Libretto delle istruzioni
Innanzitutto occorre fare chiarezza sulle differenze tra firma digitale e firma elettronica e conoscere i diversi tipi di firma elettronica.
La firma elettronica semplice (FES) può avere efficacia probatoria, ma il suo valore giuridico è valutato caso per caso dal giudice.
La firma elettronica avanzata (FEA) ha efficacia giuridica nei casi previsti dalla normativa; per alcuni atti, come quelli aventi ad oggetto beni immobili, è invece richiesta una firma elettronica qualificata o digitale.
Infine la firma elettronica qualificata (FEQ) viene applicata ai documenti tramite mezzi qualificati e garantisce specifiche caratteristiche di sicurezza, tanto da essere riconosciuta legalmente sia in Italia che nel resto della UE. La firma digitale è una specifica tipologia di firma elettronica qualificata.
Esistono due tipologie di firma digitale, in base alla gestione del certificato:
- in "locale": si intende la firma digitale generata in uno strumento nel possesso fisico del titolare. Bisogna quindi acquistare, oltre al servizio, l'apposito kit;
- da "remoto": si intende la firma digitale generata senza installazioni di hardware o driver. Il certificato di firma risiede sui server dell’ente certificatore e per firmare o verificare i documenti è possibile anche utilizzare smartphone o tablet. Questa modalità è oggi la più diffusa e consente di firmare documenti anche tramite smartphone, tablet o computer, senza utilizzare dispositivi fisici dedicati.

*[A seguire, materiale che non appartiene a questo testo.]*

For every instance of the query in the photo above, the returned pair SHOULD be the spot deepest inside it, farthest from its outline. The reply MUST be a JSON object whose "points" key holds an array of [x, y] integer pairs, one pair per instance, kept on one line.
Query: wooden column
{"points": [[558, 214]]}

In entrambi i casi, per usufruire della firma digitale, è necessario acquistarla da un ente certificatore riconosciuto. Esistono diversi prestatori di servizi fiduciari accreditati, soggetti pubblici o privati che, iscritti nell'Elenco europeo dei prestatori qualificati di servizi fiduciari (Trusted List), ai sensi del Regolamento eIDAS, emettono certificati qualificati (per la firma digitale) e certificati di autenticazione (per le carte nazionali dei servizi).
Per quanto riguarda l'attivazione, è bene attenersi con precisione alle indicazioni dell'ente certificatore scelto. In ogni caso, sarà comunque necessario autenticarsi verificando la propria identità secondo una delle modalità previste dal prestatore del servizio (ad esempio tramite SPID, CIE, riconoscimento da remoto via webcam oppure di persona). (La procedura di riconoscimento è richiesta dalla legge).
E arrivati a questo punto? Complimenti, avete la vostra firma digitale!
Validità e rinnovo dei certificati
La durata del certificato di firma digitale dipende dal prestatore di servizi fiduciari che lo emette ed è indicata nel contratto di rilascio. Prima della scadenza il certificato può essere rinnovato secondo le modalità previste dal prestatore; una volta scaduto, potrebbe essere necessario richiedere un nuovo certificato.